中小企業の経営者として、ついつい見栄を張って自社を大きく見せたがったり、儲かっているふりをしたり、やたらと事業を広げすぎたりしていませんか?
目先の利益より“永く続く”会社を増やしたい!
百年企業型経営コンサルタントの青木 忠史(あおき ただし)です。
【お坊さんを目指して日々精進中】
「中小企業と屏風は広げれば倒れる」等と言われている通り、中小企業の経営者は自社や自分を虚飾しがちなところがあります。
今回の記事では、永く続く会社“百年企業”をつくる経営者のあり方として、等身大の経営を心がけることの大切さについてお話ししたいと思います。
見栄を張ったり、事業を広げすぎることで起こるリスク
例えば、いい会社だと思われたいと見栄を張り、お客様に対しても、採用する社員に対しても誤解を与えるようなホームページを制作すると、クレームや早期退職の原因になります。
また、事業拡大においても、今の社内のリソースを冷静に見つめて、その上で適正な事業目標を持つことが大切です。
具体的には、適切な店舗経営責任者がいないのに、多店舗展開をしようとする中小企業経営者が大勢いますが、これは目標設定から完全に間違っています。

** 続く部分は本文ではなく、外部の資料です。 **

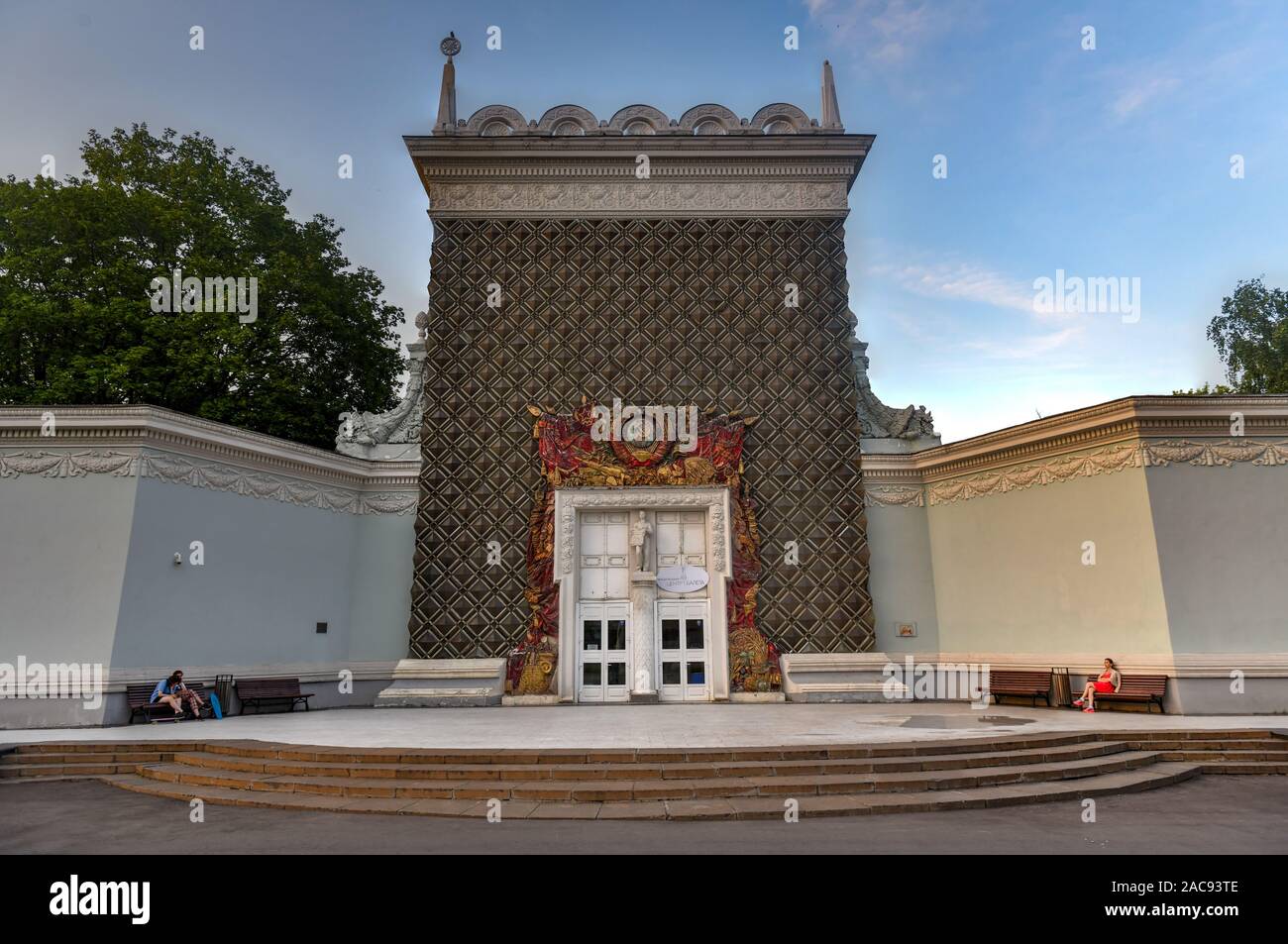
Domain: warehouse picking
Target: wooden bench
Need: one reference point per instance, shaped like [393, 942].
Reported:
[271, 691]
[140, 695]
[1142, 689]
[1020, 684]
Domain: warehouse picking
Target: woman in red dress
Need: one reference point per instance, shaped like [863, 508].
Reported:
[1109, 681]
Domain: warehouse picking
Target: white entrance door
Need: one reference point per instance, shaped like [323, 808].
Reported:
[603, 652]
[684, 651]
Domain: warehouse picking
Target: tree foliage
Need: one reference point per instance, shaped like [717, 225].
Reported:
[1250, 335]
[76, 321]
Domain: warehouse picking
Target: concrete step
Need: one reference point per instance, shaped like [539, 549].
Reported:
[681, 771]
[1215, 756]
[1278, 745]
[107, 746]
[393, 756]
[730, 807]
[37, 772]
[38, 759]
[623, 789]
[1243, 767]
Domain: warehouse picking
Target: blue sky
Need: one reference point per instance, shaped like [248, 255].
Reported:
[1106, 162]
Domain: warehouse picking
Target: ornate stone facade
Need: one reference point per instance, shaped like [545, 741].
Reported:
[652, 312]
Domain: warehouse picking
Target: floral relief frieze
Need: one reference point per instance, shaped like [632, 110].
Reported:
[1216, 452]
[204, 474]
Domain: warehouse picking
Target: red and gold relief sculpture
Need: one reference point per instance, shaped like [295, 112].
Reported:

その後、即席で採用した責任者に店舗経営を任せて数ヶ月〜数年で退職されてしまうということを繰り返し、それでもまだ理解できていない中小企業経営者は重症です。
自社のありのままの姿を、いかにわかりやすく伝えるかを重視
一方、等身大の経営を心がけている経営者は、自社のありのままの姿を、いかにわかりやすく伝えるかを重視します。
例えば、ホームページは身の丈に合わせたシンプルな表現を意識し、ありのままを伝えるために、現場の社員をそのままホームページに出します。そのため、社員たちも「自分がこの会社の人間だ」と、自覚が芽生えてきます。
採用時においても、現状をそのまま語っても、求職者に自社の強みや魅力を感じてもらえるような伝え方を意識してみましょう。現状そのままを、いかに魅力的に表現するか、この点が入社後の社員の活躍にとっては、極めて大切なのです。
また、販売においても、お客様から透かし見られている会社の実態を、開き直って見せるようにし、その上での魅力づくりを考えることが極めて有効です。
社内マネジメントでも、社長が、さも物知り顔で、立派な経営者のように表現する方も多いものですが、それも不要です。社長も社員も会社のステージも、まだまだ未熟な段階にあるのです。
それを全員で理解した上で、経営に取り組んでいく。それが中小企業の等身大であり、永く続く企業だとも言えます。
等身大を表現していくオンリーワンブランディング
等身大の姿をシンプルに表現すると、その会社に共感してくれるお客様を集客できます。
そうしたお客様に満足してもらうために、自社の製品やサービスについて徹底的に考えて仕事を行う、そうすることで、感謝と信頼という良い影響がたくさん返ってくるわけです。
自社を等身大で見つめ、その等身大を表現していくオンリーワンブランディングといえるでしょう。
外に映って反射している自己を見つめる
鎌倉時代の僧で、曹洞宗の開祖である道元が執筆した仏教思想書の中に、「自己を見つめたければ自己を限りなく欠落させて忘れて、自分が接するまわりの目に映る自分の姿をつぶさに観察し続けることである。そこに本当の自分が映し出されている」という意味の言葉があります。
自分がまわりからどう見られているのかを常に認識することを心がけて、自己認識することが成長につながっていくのです。
このロジックは商売そのものにも完全に当てはまります。社会に映っている自社自身の姿を知り、自分たちに向いたお客様を確実に見つけて、その人たちにアプローチをすることです。
多くの中小企業はライバルを敵視し、負けないように燃えますが、そんな必要はありません。道元の教えのように、外に映って反射している自己を見つめればいいのです。
経営戦略は、等身大の自分を知ったあとで生まれるもの
等身大の自分を知ることは経営でも重要なことで、戦略はそのあとで生まれるもの、といっていいでしょう。
百年企業型の経営を目指すには、常に等身大を意識した商売をすることが重要なのです。
様々なシチュエーションにおいて、見栄を張り過ぎず、等身大を魅力的に表現していくことに専念していくようにしましょう。
最後までお読みいただき、ありがとうございました。